FIG. 4 is a diagram showing an operation of the PWM control device.

[Explanation of symbols]

 REFERENCE SIGNS LIST 1 arithmetic circuit 2 carrier generation circuit 3 start-up clock 41 carrier generation circuit output 42 valley signal 51 U-phase voltage command value 52 V-phase voltage command value 53 W-phase voltage command value 61 U-phase comparator 61 a U-phase comparator output 62 V-phase Comparator 62a U-phase comparator output 63 W-phase comparator 63a U-phase comparator output 71 U-phase control circuit 72 V-phase control circuit 73 W-phase control circuit 80a U-phase PWM control circuit output 80b V-phase PWM control circuit output 80c W Phase PWM control circuit output 81a U-phase positive signal driver 81b U-phase negative signal driver 82a V-phase positive signal driver 82b V-phase negative signal driver 83a W-phase positive signal driver 83b W-phase negative signal driver 201 EXOR circuit 202 AND circuit 203 OR circuit 204 Flip flop 205 Flip flow 206 NOT circuit

Claims (2)

[Claims] 1. An arithmetic circuit for calculating a voltage command value at a certain cycle, a carrier generating circuit for generating a carrier signal at the certain cycle, and each of U, V, and W phases output from the arithmetic circuit U, V, and W phase comparators for comparing a voltage command value and the carrier signal, respectively, and positive electrodes for each of the U, V, and W phases obtained based on the outputs of these phase comparators And a PWM signal for an inverter using the negative polarity signal as a drive signal for the switching element of each of the U, V, and W phases, a start clock of the carrier generation circuit and a valley signal generated at the top and bottom points of the carrier signal.
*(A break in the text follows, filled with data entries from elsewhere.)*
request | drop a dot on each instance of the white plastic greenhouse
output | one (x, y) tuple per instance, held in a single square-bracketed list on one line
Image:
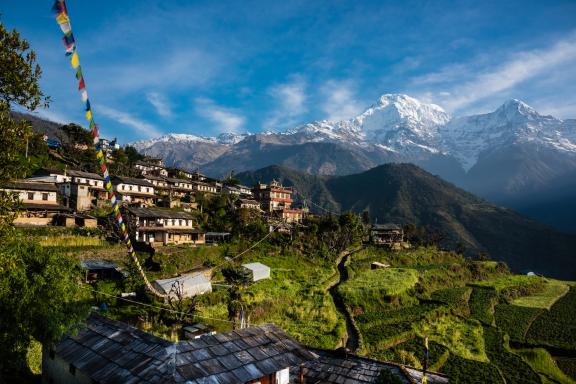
[(190, 285), (259, 271)]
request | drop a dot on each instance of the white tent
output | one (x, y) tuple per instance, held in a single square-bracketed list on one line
[(259, 271), (190, 285)]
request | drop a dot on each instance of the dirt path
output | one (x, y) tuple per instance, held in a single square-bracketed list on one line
[(352, 339)]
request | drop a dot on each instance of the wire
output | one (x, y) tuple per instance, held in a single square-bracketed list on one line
[(154, 306), (317, 205)]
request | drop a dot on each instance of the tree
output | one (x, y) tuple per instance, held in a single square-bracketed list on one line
[(39, 294)]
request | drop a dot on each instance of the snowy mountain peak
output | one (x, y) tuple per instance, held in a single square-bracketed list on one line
[(514, 109)]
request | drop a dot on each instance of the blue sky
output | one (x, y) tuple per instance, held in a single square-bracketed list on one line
[(206, 67)]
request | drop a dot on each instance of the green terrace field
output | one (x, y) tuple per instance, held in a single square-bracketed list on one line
[(484, 324), (468, 310)]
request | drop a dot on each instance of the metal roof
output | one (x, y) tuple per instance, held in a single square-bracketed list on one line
[(333, 367), (131, 180), (109, 351)]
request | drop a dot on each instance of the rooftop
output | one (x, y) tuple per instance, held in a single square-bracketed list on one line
[(155, 213), (28, 186), (111, 351), (336, 367), (131, 180)]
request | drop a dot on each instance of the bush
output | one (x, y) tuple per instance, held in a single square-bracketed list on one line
[(515, 320), (556, 327)]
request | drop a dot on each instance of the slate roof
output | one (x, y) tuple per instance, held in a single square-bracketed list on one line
[(386, 227), (335, 367), (159, 213), (109, 351), (131, 180), (27, 186)]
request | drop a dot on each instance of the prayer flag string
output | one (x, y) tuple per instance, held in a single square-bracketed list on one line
[(69, 41)]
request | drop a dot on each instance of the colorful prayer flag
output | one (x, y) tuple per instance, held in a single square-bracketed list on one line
[(75, 60)]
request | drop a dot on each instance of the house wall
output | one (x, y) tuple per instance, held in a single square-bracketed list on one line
[(25, 221), (37, 197), (57, 371), (134, 188)]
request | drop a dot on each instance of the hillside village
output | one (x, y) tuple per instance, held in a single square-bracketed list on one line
[(125, 264)]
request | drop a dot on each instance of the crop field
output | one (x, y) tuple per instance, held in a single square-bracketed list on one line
[(509, 281), (515, 320), (542, 362), (463, 371), (462, 337), (481, 304), (553, 290), (556, 327), (455, 298), (568, 366), (514, 369)]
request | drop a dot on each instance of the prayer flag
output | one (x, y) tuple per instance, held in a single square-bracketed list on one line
[(75, 60)]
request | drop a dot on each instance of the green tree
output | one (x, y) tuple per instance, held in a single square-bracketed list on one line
[(39, 294)]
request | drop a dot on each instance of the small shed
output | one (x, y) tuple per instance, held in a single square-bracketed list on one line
[(101, 270), (190, 284), (216, 237), (259, 271), (379, 265), (196, 331)]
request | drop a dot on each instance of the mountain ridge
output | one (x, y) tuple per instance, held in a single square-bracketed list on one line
[(406, 194)]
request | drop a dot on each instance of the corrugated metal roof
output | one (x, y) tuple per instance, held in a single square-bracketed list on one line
[(333, 367), (28, 186), (109, 351), (159, 213)]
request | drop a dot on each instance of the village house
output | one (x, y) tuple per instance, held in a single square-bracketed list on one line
[(186, 285), (180, 187), (388, 235), (238, 190), (134, 191), (81, 191), (178, 173), (157, 226), (109, 351), (248, 204), (39, 202), (161, 185), (337, 367), (200, 186), (151, 166), (276, 200)]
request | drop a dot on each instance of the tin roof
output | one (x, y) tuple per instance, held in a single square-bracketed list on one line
[(154, 213), (28, 186), (336, 367), (109, 351)]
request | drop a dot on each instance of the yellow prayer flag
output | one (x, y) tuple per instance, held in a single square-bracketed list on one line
[(75, 60), (62, 18)]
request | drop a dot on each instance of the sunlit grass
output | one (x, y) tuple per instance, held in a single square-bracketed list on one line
[(553, 290)]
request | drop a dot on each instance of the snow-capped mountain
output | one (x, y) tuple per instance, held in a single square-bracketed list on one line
[(514, 123), (497, 155)]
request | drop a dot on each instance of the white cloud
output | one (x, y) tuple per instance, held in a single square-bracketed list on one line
[(227, 120), (138, 125), (290, 99), (340, 100), (464, 85), (159, 102)]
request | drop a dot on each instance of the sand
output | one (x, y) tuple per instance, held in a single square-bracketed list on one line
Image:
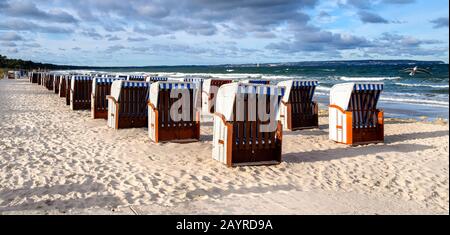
[(54, 160)]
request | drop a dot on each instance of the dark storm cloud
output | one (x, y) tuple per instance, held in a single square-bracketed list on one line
[(369, 17), (441, 22), (27, 9), (21, 25), (10, 36)]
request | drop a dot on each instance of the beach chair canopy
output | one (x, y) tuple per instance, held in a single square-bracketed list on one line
[(134, 77), (257, 81), (208, 83), (171, 85), (226, 96), (117, 85), (156, 79), (309, 87), (349, 96)]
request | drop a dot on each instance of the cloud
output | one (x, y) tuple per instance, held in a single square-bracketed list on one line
[(368, 17), (26, 9), (10, 36), (21, 25), (441, 22)]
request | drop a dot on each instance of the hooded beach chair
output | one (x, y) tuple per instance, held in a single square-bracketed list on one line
[(80, 92), (209, 93), (136, 78), (174, 111), (156, 79), (257, 81), (353, 114), (297, 109), (247, 130), (101, 88), (127, 104)]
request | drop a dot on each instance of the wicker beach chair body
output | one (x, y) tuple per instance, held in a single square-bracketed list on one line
[(353, 115), (209, 94), (166, 127), (101, 88), (80, 92), (127, 104), (243, 141), (298, 110)]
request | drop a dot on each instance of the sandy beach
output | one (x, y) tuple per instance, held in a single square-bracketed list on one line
[(57, 161)]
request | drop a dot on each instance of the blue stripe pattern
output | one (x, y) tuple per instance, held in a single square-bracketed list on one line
[(82, 78), (199, 80), (265, 90), (158, 79), (135, 84), (369, 87), (264, 82), (169, 86), (305, 83)]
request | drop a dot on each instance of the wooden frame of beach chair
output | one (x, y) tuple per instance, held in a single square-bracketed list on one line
[(137, 78), (209, 91), (353, 115), (67, 86), (156, 79), (56, 82), (62, 86), (298, 110), (80, 92), (257, 81), (101, 88), (243, 142), (162, 126), (127, 104)]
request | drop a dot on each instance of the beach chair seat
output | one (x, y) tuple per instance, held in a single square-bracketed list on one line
[(127, 104), (56, 82), (156, 79), (241, 136), (136, 78), (353, 115), (209, 92), (80, 92), (257, 81), (298, 110), (101, 88), (165, 124)]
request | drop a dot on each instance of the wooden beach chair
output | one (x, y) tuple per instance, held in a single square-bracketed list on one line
[(244, 138), (156, 79), (136, 78), (127, 104), (163, 124), (257, 81), (101, 88), (353, 114), (80, 92), (298, 110), (209, 91)]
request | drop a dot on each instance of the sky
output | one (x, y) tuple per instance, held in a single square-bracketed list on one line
[(205, 32)]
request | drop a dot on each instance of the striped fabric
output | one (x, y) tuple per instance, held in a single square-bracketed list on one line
[(81, 78), (136, 77), (135, 84), (363, 104), (304, 83), (193, 79), (168, 86), (264, 82), (265, 90), (154, 78), (369, 87)]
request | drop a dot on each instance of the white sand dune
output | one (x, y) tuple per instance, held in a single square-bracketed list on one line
[(54, 160)]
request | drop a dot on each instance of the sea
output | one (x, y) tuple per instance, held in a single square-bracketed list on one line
[(421, 96)]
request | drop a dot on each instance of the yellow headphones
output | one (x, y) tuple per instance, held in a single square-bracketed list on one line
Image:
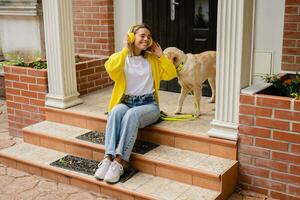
[(131, 36)]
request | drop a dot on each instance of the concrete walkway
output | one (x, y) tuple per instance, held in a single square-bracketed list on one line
[(17, 185)]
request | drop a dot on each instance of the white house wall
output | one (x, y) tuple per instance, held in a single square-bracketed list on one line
[(268, 36), (20, 33)]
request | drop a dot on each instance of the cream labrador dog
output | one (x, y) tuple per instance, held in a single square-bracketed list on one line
[(193, 70)]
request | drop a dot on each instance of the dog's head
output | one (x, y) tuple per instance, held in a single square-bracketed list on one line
[(176, 55)]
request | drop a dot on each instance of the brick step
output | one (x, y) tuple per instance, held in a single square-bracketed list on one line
[(35, 159), (154, 133), (181, 165)]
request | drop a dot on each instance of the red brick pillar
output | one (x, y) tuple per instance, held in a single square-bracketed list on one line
[(25, 96), (291, 42), (269, 145), (93, 27)]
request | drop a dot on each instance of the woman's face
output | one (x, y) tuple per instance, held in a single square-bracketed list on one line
[(142, 38)]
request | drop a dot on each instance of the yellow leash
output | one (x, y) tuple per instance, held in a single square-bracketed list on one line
[(181, 117)]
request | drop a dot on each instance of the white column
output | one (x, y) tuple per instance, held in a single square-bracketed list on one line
[(232, 35), (58, 22)]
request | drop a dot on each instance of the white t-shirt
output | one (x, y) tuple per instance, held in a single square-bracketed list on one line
[(139, 80)]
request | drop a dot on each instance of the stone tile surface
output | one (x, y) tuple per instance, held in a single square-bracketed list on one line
[(190, 159), (48, 189), (58, 129)]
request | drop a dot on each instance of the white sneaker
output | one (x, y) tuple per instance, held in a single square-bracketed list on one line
[(103, 167), (114, 172)]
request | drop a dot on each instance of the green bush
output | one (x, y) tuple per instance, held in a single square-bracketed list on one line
[(289, 87), (38, 63)]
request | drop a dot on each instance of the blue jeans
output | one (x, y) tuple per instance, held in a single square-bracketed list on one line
[(125, 119)]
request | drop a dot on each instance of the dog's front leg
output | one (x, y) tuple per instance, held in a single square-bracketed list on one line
[(197, 99), (181, 99)]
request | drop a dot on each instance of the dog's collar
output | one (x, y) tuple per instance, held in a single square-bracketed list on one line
[(179, 67)]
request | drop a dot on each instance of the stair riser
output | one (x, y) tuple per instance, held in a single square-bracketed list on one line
[(210, 146), (66, 177), (156, 168)]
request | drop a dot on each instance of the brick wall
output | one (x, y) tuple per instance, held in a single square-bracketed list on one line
[(2, 87), (291, 42), (26, 89), (25, 96), (91, 76), (269, 145), (93, 27)]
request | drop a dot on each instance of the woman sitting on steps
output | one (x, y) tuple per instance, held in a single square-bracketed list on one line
[(137, 71)]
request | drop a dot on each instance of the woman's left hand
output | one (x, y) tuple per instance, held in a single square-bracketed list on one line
[(156, 49)]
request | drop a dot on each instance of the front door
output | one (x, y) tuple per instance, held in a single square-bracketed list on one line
[(189, 25)]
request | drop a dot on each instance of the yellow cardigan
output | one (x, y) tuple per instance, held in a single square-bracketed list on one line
[(162, 69)]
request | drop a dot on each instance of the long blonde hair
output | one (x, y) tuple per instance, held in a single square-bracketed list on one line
[(134, 29)]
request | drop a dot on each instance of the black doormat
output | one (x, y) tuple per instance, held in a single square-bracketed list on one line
[(140, 146), (89, 167)]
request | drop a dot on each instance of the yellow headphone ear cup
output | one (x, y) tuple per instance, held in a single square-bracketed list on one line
[(131, 37), (150, 42)]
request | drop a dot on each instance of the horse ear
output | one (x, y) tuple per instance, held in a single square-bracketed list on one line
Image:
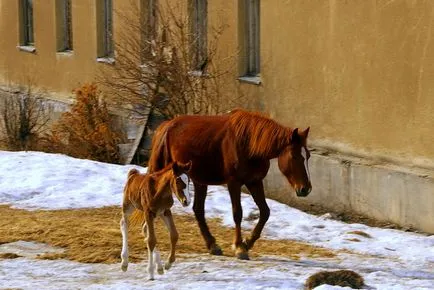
[(305, 133), (176, 169), (187, 166), (295, 137)]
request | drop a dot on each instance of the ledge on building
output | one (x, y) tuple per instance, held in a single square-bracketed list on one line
[(27, 48), (255, 80), (198, 73), (107, 60), (65, 53)]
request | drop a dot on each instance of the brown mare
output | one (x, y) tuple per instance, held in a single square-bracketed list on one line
[(152, 194), (233, 149)]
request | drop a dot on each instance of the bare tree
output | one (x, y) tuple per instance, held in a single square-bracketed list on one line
[(24, 118), (156, 65)]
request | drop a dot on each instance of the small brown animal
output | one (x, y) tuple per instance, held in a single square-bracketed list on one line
[(152, 194), (344, 278)]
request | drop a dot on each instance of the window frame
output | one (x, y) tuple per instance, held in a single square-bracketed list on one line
[(27, 34), (105, 50), (199, 34), (250, 66), (65, 42)]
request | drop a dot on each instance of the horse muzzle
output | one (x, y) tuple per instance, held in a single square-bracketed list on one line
[(185, 202), (303, 191)]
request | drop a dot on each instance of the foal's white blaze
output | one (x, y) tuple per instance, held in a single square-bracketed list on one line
[(306, 166), (186, 180)]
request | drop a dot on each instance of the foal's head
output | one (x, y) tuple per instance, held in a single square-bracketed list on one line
[(179, 182), (293, 163)]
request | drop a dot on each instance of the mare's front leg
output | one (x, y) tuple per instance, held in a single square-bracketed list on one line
[(241, 250), (257, 191), (199, 212), (173, 233), (127, 209), (151, 242)]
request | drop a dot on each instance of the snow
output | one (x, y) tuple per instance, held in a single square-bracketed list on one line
[(388, 259)]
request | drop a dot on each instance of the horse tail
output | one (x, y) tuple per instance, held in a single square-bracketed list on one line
[(160, 153), (132, 172)]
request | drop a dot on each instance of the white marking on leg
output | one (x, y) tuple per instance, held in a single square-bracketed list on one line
[(306, 165), (124, 252), (186, 190), (157, 260), (151, 266)]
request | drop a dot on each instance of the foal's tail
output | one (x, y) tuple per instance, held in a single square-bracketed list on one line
[(132, 172), (160, 157)]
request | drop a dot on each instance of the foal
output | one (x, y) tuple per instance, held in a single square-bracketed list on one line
[(152, 194)]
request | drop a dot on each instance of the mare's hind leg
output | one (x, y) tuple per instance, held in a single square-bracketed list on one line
[(241, 250), (173, 233), (127, 209), (257, 191), (199, 212)]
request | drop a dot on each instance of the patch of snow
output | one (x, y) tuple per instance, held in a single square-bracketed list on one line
[(388, 259)]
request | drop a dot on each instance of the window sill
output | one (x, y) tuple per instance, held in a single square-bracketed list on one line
[(107, 60), (27, 48), (65, 53), (255, 80), (198, 73)]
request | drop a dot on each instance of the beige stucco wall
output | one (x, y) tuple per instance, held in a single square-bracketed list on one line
[(358, 72), (56, 72)]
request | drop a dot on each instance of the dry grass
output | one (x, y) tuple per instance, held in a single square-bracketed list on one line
[(93, 235), (360, 233)]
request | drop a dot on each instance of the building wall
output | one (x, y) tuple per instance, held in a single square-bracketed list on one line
[(359, 72), (57, 72)]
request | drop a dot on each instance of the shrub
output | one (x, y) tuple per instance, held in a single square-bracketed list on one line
[(86, 130), (24, 118)]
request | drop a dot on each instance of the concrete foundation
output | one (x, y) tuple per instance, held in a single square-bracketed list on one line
[(404, 196)]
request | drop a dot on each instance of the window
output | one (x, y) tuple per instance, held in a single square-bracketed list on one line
[(198, 24), (105, 28), (64, 25), (251, 38), (26, 20), (149, 21)]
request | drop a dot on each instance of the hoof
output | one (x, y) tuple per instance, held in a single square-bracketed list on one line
[(242, 254), (124, 267), (167, 266), (215, 250)]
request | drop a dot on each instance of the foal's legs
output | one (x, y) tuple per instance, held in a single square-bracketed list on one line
[(173, 233), (199, 211), (237, 211), (127, 209), (257, 191), (152, 241)]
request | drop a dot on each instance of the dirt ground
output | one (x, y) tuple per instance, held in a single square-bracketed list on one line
[(93, 235)]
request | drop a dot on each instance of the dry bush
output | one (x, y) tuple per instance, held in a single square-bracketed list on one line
[(157, 66), (86, 130), (24, 118)]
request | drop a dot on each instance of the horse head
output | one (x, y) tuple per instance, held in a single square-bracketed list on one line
[(293, 162), (180, 182)]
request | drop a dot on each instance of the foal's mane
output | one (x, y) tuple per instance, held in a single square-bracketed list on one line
[(258, 134)]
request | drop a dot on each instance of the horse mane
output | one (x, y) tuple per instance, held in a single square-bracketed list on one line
[(258, 134), (163, 177), (159, 151)]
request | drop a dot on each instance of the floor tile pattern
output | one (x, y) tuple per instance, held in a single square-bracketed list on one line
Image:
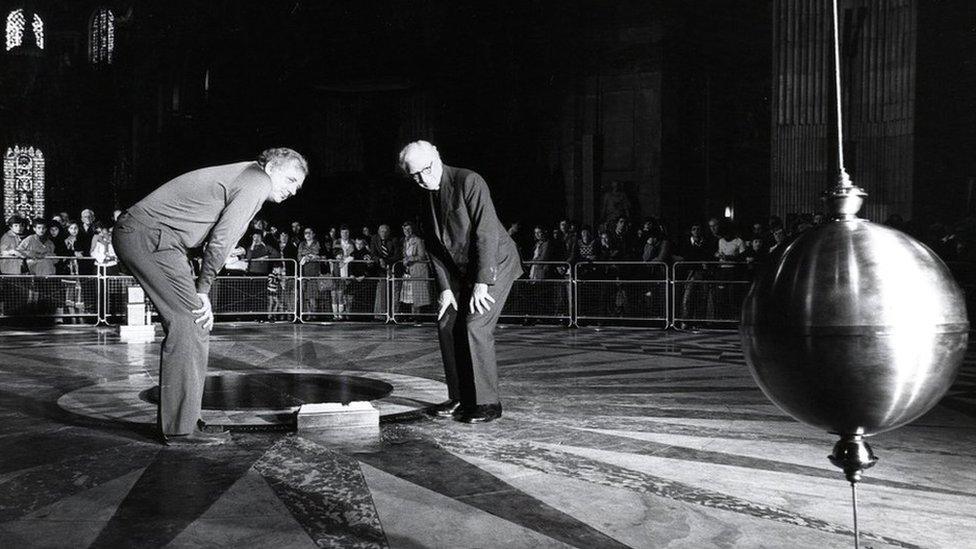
[(611, 437)]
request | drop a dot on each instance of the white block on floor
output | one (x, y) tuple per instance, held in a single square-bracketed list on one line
[(146, 332), (135, 314), (359, 414), (135, 294)]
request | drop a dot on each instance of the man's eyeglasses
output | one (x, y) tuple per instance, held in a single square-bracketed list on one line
[(426, 171)]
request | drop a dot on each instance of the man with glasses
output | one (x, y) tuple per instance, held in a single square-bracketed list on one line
[(211, 206), (476, 262)]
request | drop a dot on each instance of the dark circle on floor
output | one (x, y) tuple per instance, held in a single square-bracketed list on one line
[(281, 390)]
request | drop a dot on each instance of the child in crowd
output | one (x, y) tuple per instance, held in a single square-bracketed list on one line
[(360, 261), (276, 290)]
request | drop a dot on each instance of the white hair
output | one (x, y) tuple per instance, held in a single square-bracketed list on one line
[(421, 146)]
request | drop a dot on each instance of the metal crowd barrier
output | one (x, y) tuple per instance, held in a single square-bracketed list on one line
[(413, 291), (265, 290), (709, 292), (65, 295), (622, 291), (549, 296), (544, 292), (342, 289), (704, 294)]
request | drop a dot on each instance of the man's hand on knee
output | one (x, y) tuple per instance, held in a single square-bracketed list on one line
[(480, 300), (205, 312), (446, 301)]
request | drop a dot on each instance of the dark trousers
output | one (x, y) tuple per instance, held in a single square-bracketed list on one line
[(165, 274), (468, 345)]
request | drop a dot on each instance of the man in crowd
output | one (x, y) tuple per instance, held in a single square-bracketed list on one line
[(257, 256), (476, 263), (214, 206), (13, 262), (385, 250)]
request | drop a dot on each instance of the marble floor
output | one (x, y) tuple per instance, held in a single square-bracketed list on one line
[(610, 438)]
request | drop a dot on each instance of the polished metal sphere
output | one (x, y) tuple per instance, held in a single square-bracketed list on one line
[(856, 328)]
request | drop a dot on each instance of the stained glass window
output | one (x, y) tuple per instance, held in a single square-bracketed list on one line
[(15, 28), (23, 182), (38, 31), (101, 36), (16, 23)]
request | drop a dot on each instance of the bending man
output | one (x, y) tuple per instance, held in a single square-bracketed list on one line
[(211, 206), (476, 263)]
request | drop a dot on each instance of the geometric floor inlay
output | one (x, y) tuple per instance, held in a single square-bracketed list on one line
[(128, 400)]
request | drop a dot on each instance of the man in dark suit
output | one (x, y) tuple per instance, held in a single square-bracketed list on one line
[(476, 262), (211, 206), (385, 250)]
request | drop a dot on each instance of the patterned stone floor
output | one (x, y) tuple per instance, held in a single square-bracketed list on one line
[(610, 438)]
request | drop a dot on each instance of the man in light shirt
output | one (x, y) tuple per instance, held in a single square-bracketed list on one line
[(213, 206)]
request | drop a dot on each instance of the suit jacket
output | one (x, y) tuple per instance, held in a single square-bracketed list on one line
[(465, 240)]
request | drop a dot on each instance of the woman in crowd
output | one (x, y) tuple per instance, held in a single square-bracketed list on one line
[(72, 246), (729, 292), (102, 249), (416, 290), (287, 250), (342, 247), (309, 255), (60, 250), (37, 248)]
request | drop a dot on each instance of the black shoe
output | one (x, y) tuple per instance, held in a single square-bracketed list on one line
[(481, 413), (197, 438), (444, 409)]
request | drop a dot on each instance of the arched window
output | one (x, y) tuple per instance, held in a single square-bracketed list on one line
[(16, 24), (23, 182), (15, 28), (38, 31), (101, 36)]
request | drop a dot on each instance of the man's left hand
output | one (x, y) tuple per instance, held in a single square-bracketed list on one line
[(480, 300), (205, 311)]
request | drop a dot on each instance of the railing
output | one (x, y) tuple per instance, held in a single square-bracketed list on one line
[(341, 289), (265, 291), (709, 292), (688, 294), (65, 295), (544, 292), (413, 291), (622, 291)]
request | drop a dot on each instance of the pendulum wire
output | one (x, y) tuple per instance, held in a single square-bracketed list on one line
[(845, 179)]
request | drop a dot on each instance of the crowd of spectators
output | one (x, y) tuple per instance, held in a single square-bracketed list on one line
[(338, 258)]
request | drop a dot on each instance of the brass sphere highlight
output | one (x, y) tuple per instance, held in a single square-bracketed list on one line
[(856, 328)]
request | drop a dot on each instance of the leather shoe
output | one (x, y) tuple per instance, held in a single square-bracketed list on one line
[(481, 413), (197, 438), (444, 409)]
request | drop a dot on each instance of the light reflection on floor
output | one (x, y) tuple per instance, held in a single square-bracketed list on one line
[(611, 438)]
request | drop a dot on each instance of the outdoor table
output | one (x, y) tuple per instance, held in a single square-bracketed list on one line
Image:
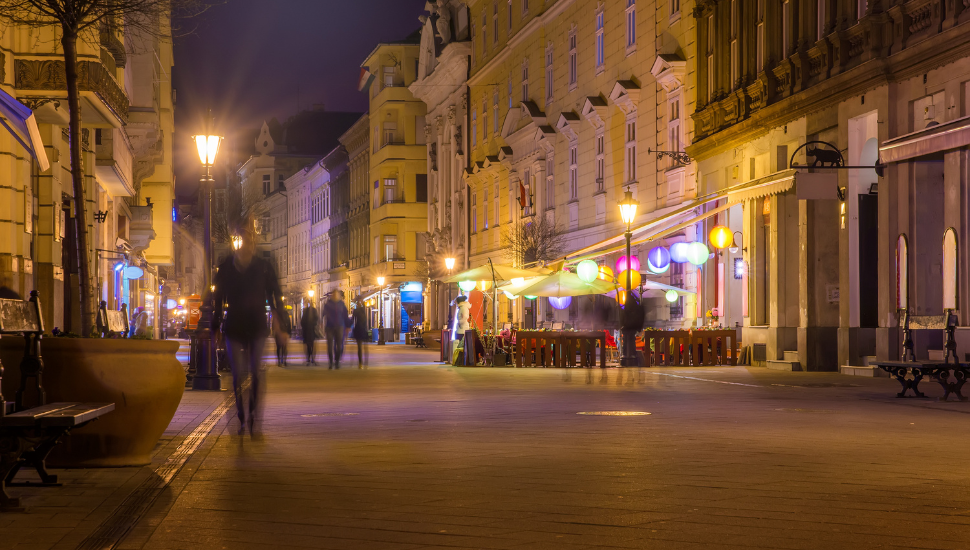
[(583, 343), (951, 376)]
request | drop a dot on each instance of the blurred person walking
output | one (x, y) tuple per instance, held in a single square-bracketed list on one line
[(335, 327), (244, 283), (360, 332), (309, 323)]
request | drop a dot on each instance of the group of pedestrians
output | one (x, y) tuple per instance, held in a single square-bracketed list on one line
[(243, 285)]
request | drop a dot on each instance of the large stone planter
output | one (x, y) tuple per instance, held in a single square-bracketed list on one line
[(142, 378)]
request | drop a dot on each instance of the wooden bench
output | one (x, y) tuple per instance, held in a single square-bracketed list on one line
[(111, 323), (28, 434), (950, 373)]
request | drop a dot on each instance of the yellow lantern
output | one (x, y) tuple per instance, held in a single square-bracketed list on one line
[(635, 279), (721, 237)]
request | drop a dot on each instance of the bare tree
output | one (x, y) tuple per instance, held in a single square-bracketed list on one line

And a PWM control circuit for controlling an output from each of the phase comparators. 2. The PWM control circuit monitors the output of each of the phase comparators when the peak and valley signals are input, and only when the output of each of the phase comparators is different from the output of the PWM control circuit, the start-up is performed. The output of the PWM control circuit is set to the same value as the output of each phase comparator in synchronization with a clock, and once the output of the PWM control circuit is updated, even if the output of each phase comparator changes again, PWM until the signal is input
2. The PWM control device according to claim 1, wherein the control circuit output is not updated.